# Bypass Question



## autox5191 (Feb 14, 2003)

Hey; I was wondering if anybody here has filed an appeal with Civil Service for a Bypass. I was just curious on how to word the letter of intent (if there is a special way they like it)

I've been told it was most likely politically motivated for the bypass and I anticipate there being a few problems just because the hiring authority had the you know whats to skip 2 veterans, as well as myself before they reached the chosen ones

I was under the impression that you couldn't skip Vets but I guess you can.

Any help or guidance would be greatly appreciated


----------



## Burner1 (Jul 30, 2002)

Hey Auto...

As long as the hiring authority follows the 3 + 1 rule, they can skip anyone they want. However, if you were passed over by someone lower on the list than yourself, you can appeal through "Civil Circus". The hiring authority is required to explain the "why and how" they skipped over someone higher on the list. If you really want to get nasty, file an injunction on the hiring authority until the problem is resolved.
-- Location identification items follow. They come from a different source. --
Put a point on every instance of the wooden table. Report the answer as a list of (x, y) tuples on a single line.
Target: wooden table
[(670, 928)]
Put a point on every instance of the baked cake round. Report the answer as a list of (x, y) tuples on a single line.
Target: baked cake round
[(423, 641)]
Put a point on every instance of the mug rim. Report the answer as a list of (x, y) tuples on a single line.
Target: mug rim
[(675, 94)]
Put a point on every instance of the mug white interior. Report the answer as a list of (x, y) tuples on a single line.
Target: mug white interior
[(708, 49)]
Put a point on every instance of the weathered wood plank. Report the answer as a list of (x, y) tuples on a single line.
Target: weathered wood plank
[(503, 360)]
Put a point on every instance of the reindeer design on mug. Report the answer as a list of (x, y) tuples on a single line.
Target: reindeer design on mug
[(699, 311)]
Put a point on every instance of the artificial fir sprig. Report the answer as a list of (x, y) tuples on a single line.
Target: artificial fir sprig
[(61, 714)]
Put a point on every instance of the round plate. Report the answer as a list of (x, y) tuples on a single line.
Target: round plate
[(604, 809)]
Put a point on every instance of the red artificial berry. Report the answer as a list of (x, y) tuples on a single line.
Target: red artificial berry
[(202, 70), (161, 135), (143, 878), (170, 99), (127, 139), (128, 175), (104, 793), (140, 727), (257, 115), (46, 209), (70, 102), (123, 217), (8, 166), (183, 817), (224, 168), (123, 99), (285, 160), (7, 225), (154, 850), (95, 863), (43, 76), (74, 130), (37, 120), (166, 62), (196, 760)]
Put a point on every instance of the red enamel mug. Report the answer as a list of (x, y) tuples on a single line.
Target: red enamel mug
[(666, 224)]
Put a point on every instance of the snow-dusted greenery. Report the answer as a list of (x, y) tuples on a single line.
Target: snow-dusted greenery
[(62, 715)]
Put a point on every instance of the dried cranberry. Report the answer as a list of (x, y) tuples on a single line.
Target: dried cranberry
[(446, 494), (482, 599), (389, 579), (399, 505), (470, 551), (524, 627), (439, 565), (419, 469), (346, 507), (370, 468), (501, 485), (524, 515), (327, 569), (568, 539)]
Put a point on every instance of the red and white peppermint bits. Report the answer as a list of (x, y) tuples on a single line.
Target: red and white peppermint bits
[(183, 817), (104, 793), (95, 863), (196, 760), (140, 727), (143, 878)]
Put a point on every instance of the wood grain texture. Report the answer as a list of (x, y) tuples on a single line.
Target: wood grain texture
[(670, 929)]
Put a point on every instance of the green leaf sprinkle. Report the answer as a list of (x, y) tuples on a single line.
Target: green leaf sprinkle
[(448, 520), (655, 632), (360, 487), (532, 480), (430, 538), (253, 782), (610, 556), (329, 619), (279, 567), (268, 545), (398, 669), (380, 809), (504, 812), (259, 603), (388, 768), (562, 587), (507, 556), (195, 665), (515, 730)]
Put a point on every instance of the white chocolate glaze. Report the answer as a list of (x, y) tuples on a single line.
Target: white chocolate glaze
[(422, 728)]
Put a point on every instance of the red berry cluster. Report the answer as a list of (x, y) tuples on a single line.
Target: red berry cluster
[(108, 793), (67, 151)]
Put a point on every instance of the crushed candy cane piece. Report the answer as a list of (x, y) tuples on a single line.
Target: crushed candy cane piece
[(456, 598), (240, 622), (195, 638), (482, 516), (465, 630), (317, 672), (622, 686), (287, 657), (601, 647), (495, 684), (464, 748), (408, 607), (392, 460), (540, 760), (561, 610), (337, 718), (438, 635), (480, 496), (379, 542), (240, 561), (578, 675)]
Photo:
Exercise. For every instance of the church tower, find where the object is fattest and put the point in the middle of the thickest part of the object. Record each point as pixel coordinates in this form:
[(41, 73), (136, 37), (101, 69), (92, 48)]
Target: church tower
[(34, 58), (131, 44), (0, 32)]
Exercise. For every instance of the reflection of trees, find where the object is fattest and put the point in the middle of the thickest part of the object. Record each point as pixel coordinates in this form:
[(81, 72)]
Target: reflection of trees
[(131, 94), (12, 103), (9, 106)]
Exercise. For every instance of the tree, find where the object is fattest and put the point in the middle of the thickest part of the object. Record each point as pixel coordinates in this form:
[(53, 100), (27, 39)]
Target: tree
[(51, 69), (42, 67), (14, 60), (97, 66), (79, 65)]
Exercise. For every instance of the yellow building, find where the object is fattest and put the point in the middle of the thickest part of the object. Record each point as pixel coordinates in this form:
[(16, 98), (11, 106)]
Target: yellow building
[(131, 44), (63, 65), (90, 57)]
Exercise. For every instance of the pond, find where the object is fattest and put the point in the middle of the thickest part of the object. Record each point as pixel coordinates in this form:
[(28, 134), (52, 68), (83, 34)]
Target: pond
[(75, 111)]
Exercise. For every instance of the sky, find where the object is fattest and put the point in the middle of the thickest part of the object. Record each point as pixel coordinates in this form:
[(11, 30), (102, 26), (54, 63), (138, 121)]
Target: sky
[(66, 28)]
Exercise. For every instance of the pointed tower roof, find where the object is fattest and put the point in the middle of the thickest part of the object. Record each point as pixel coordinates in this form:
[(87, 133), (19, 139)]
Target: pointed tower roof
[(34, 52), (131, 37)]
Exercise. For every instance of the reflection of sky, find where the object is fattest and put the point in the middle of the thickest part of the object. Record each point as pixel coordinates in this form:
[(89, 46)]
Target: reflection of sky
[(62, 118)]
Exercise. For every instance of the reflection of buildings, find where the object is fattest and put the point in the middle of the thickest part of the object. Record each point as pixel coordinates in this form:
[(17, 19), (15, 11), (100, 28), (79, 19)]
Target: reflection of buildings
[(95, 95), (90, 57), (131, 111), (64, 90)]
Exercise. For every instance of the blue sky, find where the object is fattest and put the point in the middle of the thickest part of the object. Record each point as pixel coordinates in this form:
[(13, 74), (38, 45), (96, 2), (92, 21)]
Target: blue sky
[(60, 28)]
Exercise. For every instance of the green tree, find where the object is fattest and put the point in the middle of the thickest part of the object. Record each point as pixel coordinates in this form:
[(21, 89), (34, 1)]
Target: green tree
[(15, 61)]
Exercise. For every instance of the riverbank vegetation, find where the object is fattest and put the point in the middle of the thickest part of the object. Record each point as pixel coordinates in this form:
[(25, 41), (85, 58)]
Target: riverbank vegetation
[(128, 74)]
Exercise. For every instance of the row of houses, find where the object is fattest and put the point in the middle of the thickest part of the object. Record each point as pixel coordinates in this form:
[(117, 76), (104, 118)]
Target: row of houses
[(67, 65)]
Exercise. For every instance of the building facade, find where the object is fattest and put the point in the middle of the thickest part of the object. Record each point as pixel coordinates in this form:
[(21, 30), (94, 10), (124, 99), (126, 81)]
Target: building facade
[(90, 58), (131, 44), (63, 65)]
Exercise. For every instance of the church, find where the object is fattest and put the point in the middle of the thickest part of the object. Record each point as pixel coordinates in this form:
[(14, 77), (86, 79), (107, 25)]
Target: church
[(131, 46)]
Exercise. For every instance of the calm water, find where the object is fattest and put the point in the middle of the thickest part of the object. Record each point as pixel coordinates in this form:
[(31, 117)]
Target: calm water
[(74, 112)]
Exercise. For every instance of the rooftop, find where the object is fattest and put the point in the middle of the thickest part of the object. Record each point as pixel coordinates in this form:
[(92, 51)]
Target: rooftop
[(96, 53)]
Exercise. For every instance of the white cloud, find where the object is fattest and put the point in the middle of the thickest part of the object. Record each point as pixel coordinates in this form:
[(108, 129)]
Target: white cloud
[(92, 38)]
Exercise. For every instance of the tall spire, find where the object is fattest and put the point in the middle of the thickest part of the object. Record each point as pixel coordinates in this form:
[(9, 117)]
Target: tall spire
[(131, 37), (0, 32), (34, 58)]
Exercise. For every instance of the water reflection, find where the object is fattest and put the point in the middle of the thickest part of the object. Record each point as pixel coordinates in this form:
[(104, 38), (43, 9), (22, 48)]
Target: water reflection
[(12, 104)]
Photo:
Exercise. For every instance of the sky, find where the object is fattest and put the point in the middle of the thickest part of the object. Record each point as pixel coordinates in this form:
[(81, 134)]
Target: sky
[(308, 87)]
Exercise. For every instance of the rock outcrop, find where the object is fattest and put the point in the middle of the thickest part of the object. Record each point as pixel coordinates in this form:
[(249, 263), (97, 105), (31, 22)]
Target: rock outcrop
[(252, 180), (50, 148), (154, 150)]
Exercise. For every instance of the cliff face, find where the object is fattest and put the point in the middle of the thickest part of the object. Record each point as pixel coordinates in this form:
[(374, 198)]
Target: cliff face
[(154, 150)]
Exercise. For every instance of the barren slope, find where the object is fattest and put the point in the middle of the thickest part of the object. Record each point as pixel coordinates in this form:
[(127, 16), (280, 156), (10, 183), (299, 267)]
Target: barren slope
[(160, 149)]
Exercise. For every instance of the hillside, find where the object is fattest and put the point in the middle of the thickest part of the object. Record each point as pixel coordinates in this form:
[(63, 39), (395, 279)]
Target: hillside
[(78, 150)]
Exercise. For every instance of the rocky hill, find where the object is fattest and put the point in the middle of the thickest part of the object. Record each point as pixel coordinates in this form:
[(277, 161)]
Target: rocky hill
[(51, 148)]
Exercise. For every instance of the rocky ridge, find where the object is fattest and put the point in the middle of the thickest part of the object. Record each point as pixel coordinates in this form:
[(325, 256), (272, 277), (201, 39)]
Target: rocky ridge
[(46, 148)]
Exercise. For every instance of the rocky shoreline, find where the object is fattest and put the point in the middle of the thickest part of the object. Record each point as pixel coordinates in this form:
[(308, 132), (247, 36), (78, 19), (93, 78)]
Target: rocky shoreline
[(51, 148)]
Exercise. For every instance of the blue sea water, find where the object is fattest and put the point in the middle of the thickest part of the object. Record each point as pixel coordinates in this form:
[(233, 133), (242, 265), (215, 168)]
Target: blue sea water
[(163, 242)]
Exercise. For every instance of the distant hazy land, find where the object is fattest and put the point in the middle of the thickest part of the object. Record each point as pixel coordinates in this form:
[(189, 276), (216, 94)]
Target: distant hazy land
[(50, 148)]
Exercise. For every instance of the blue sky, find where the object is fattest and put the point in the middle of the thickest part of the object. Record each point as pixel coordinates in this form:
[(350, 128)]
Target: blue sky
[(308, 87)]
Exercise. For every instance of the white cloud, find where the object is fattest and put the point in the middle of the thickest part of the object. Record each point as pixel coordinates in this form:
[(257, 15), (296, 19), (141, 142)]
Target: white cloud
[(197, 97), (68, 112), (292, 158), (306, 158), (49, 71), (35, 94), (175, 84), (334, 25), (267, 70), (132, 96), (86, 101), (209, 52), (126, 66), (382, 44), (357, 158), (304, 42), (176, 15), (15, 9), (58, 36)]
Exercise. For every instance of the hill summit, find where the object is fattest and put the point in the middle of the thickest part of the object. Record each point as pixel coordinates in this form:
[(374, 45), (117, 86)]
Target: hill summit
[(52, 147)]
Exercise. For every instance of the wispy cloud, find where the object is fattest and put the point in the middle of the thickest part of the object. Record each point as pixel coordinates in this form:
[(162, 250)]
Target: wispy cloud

I have seen this done multiple times while serving on my former department. *ALL *of the people passed over won their appeal.


----------



## scungie (Jun 20, 2002)

it's actually 2+1, and they need to have some good reasoning, a friend filed an junction and it was quickly resolved, a lil different situation he was still hired but his senority was changed for no good reason, before even working, the town had to fix everything, got knee deep in shit with the "circus" but the civil service did their job and they did it well, appointed everyone, but then laid all of us off, if you have a good labor attorney and have dough to shell out you will be OK, hang in there


----------



## HPD104 (Jan 12, 2006)

Must be a tough situation fighting for a job on department that has made it clear they dont want you. I dont know if I would go through with it. But I could understand one's frustation on being passed over, I guess you really have no choice to fight, its better then just giving up, this is why civil service sucks sometimes, but its never going to change.


----------